Chiara Baù, ranger sul Seceda: “Metà giornata a chiedere di far atterrare i droni, ma i turisti continuano a salire in ciabatte”
Ranger Chiara Baù racconta la quotidianità sul Seceda: droni vietati, turisti poco equipaggiati e l’overtourism come sfida.

Chiara Baù, ranger in servizio sul Seceda da giugno (fino a settembre), vive ogni giorno la quotidianità di un lavoro che unisce passione per la montagna e responsabilità ambientale. “Metà giornata la passavo a chiedere di far atterrare i droni, quest’anno casi dimezzati ma tutti i giorni c’è chi sale in ciabatte”, racconta la specialista. Il lavoro sul Seceda, un’area di alta quota in provincia di Bolzano, richiede attenzione costante e una forte capacità di comunicazione con visitatori da tutto il mondo.
Un lavoro di prevenzione e informazione
La ranger, nata a Milano e con 52 anni, ha sempre avuto un forte legame con la montagna. Quando ha scoperto l’esistenza della figura delle ranger delle Dolomiti, ha visto in essa l’occasione giusta per unire la passione per la natura alla volontà di proteggerla. Il suo lavoro si basa principalmente sulla prevenzione e sull’informazione: ogni giorno, in divisa, accoglie migliaia di visitatori, li avvisa sui sentieri, sul meteo e sui comportamenti da tenere in quota.

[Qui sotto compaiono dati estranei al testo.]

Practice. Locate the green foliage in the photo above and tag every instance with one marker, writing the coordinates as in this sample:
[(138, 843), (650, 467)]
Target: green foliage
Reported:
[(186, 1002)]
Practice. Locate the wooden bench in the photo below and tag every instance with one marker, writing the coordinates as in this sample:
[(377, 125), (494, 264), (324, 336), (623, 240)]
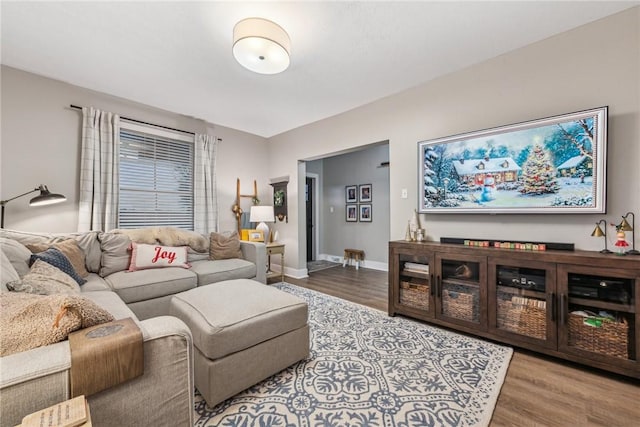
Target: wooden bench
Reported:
[(356, 255)]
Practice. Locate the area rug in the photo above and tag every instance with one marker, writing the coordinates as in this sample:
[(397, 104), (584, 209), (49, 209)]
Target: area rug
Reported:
[(320, 265), (369, 369)]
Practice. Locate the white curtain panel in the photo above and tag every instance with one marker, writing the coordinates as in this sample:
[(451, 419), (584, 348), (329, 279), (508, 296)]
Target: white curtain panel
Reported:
[(99, 177), (204, 185)]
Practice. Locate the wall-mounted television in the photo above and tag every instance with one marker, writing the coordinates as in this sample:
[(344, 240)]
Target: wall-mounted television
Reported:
[(551, 165)]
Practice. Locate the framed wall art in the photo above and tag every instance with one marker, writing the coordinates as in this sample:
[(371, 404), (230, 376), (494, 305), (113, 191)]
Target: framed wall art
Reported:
[(553, 165), (351, 213), (365, 213), (280, 200), (364, 193), (256, 236), (351, 194)]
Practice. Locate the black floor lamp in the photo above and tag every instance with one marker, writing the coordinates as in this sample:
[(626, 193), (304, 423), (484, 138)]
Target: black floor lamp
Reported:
[(44, 198)]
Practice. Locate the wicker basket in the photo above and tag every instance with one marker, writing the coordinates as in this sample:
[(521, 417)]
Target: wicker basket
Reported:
[(520, 317), (414, 295), (461, 302), (612, 338)]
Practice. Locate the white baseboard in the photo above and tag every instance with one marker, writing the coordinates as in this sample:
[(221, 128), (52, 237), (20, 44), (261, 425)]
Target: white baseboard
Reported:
[(302, 273), (374, 265), (296, 273)]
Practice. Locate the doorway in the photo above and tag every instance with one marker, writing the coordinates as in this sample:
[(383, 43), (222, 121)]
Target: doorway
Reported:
[(309, 191)]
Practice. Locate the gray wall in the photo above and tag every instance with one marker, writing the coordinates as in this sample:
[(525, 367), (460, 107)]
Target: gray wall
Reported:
[(360, 167), (593, 65), (41, 145)]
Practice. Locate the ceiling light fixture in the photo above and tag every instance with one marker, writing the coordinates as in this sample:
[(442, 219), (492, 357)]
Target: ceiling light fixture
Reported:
[(261, 46)]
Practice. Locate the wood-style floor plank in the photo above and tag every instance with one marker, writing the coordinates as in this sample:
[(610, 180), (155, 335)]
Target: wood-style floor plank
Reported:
[(538, 390)]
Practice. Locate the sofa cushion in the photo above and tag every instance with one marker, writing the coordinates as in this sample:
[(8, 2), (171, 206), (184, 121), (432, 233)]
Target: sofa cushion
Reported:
[(45, 279), (155, 256), (147, 284), (110, 302), (29, 321), (70, 248), (223, 269), (95, 283), (224, 247), (17, 254), (237, 314), (56, 258), (115, 253)]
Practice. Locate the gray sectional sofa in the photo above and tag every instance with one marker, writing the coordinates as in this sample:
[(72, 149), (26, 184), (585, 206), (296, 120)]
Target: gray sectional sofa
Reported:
[(163, 395)]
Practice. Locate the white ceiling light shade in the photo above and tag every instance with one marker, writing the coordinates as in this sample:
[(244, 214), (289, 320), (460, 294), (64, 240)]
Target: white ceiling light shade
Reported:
[(261, 46)]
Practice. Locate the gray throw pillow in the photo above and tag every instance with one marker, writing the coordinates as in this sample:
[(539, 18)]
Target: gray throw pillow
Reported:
[(56, 258), (8, 273), (116, 255), (45, 279), (17, 254)]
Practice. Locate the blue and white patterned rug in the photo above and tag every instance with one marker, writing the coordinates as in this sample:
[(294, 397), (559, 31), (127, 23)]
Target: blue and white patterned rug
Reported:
[(367, 369)]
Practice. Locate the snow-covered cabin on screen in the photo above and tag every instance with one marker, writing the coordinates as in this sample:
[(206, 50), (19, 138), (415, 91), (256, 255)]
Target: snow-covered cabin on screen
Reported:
[(575, 164), (474, 171)]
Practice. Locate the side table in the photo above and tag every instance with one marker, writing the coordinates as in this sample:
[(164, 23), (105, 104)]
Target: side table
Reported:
[(274, 249)]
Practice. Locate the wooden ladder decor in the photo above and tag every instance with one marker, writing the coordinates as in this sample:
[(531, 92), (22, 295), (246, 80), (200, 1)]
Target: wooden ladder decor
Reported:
[(236, 208)]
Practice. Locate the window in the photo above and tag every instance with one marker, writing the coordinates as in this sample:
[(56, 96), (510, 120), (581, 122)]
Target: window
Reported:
[(156, 178)]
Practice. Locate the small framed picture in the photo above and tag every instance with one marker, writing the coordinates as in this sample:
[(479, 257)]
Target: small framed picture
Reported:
[(364, 193), (351, 194), (365, 213), (256, 236), (352, 213)]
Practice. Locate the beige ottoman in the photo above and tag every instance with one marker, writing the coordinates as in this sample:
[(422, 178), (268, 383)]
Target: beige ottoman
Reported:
[(243, 332)]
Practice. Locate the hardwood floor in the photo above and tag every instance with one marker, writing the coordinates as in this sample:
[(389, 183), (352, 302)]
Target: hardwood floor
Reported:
[(538, 390)]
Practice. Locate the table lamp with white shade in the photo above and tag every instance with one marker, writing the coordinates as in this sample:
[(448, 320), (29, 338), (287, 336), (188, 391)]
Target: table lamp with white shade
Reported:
[(262, 214)]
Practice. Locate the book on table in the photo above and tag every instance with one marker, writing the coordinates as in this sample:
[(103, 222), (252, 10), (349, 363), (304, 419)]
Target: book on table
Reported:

Una delle situazioni più frequenti riguarda i turisti poco equipaggiati. “Le infradito ci sono sempre, così come le persone poco equipaggiati che non si rendono conto che a 2.500 metri ci possono essere almeno cinque gradi in meno rispetto a valle”, spiega Chiara. In questi casi, non si blocca il visitatore, ma si spiega che sarebbe meglio avere scarpe con grip. Non li blocchiamo e non li mandiamo a casa, però spieghiamo che sarebbe meglio avere scarpe con il grip.
Un’area di competenza limitata ma intensa
L’area di competenza lassù è relativamente contenuta, e la maggior parte dei visitatori resta concentrata nei punti panoramici più famosi per farsi le foto da caricare sui social o da condividere in fretta ad amici e parenti. “Molti sì fanno un giro breve, giusto per scattare qualche fotografia e qualche selfie e poi scendere giù”, racconta Chiara. La cosa bella di questo lavoro? “È che in una sola giornata posso incontrare anche venti nazionalità diverse. Ho parlato con americani, israeliani, olandesi, francesi, irlandesi e inglesi. Molti mi dicono che tra l’altro preferiscono avere una persona con cui parlare piuttosto che leggere un cartello.”
Chiara diventa anche un punto di informazioni: “Apro la cartina e subito si avvicinano tutti. Mi chiedono dove andare, quali sentieri scegliere, dove trovare le stelle alpine. Quando si possono vedere le Dolomiti colorarsi di rosa. Molti sanno già cosa vogliono fare, ma magari cercano una conferma. Avere qualcuno che li rassicura significa tanto.” Per Chiara Baù, il turismo di massa in queste aree montane è ormai una conseguenza inevitabile dell’accessibilità delle Dolomiti e della loro immagine diffusa in ogni piattaforma. “L’overtourism è una realtà con cui dobbiamo convivere”, dichiara. “Nel momento in cui ci sono funivie che ti portano in quota e i social, da Instagram a TikTok, mostrano continuamente questi luoghi, è normale che arrivino persone da tutto il mondo. Ho incontrato visitatori perfino dalla Malesia. Basta cercare ‘Dolomiti’ su Google e compaiono tutti gli hotspot più famosi.”